De clementieaanvrager voor dezelfde zaak ook clementie bij een andere autoriteit
heeft aangevraagd; in dat geval kan de informatie zonder toestemming van de aanvrager met de andere autoriteit worden gewisseld; 2.
Een autoriteit die om de clementiegegevens verzoekt, schriftelijk verklaart, de
betreffende gegevens en alle na het tijdstip van ontvangst van de gegevens verzamelde gegevens, niet te zullen gebruiken voor het sanctioneren van de clementieaanvrager.
14
Een aantal weken geleden heb ik samen met vele andere Europese Mededingingsautoriteiten een verklaring getekend waarin is neergelegd dat de NMa zich zal houden aan de spelregels neergelegd in de bekendmaking over samenwerking binnen het ECN en dan met name waar het betreft de extra bescherming voor clementieaanvragers. Slot Wat was nou mijn boodschap vanmiddag voor u? 1. Er mag veel onder de Mededingingswet! 2. Self-assessment is belangrijk en is nóg belangrijker sinds de Modernisering van 1 mei. 3. De NMa is transparant in wat er wel en niet mag onder de Mededingingswet. Wij faciliteren u om een goede self-assessment te kunnen maken. Daarbij zijn wij evenwel geen adviesbureau dat goedkeurende verklaringen afgeeft. Het beleid ten aanzien van schriftelijke (individuele) informele zienswijzen is “ ja, mits” , dus zeer terughoudend. 4. U kunt in procedures bij de NMa uw voordeel doen als u uw gedegen self-assessment kunt laten zien. Daarbij teken ik aan dat dat het geval is bij zaken die in het (licht) grijze gebied van de Mededingingswet liggen, niet bij inktzwarte hard-core prijsafspraken en marktverdelingen. 5.

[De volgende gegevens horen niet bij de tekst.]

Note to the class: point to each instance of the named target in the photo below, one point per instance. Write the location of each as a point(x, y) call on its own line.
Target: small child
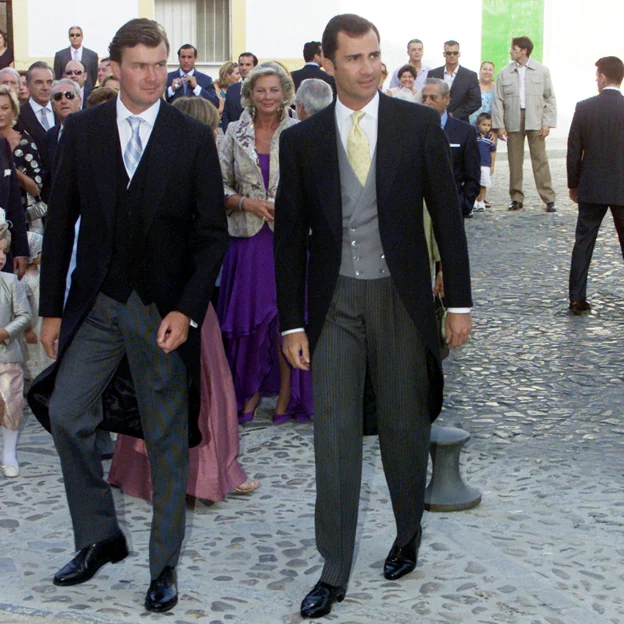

Ik hoop tenslotte de (mogelijk) ontstane onrust te hebben weggenomen over het vervallen van in het verleden door de NMa verleende ontheffingen. Het zou in ieder geval indruisen tegen de “ rechtszekerheid” indien de NMa ten aanzien van in het verleden verleende ontheffingen plotseling een inbreuk op artikel 6 Mw zou constateren (tenzij uiteraard de marktomstandigheden sterk zijn gewijzigd).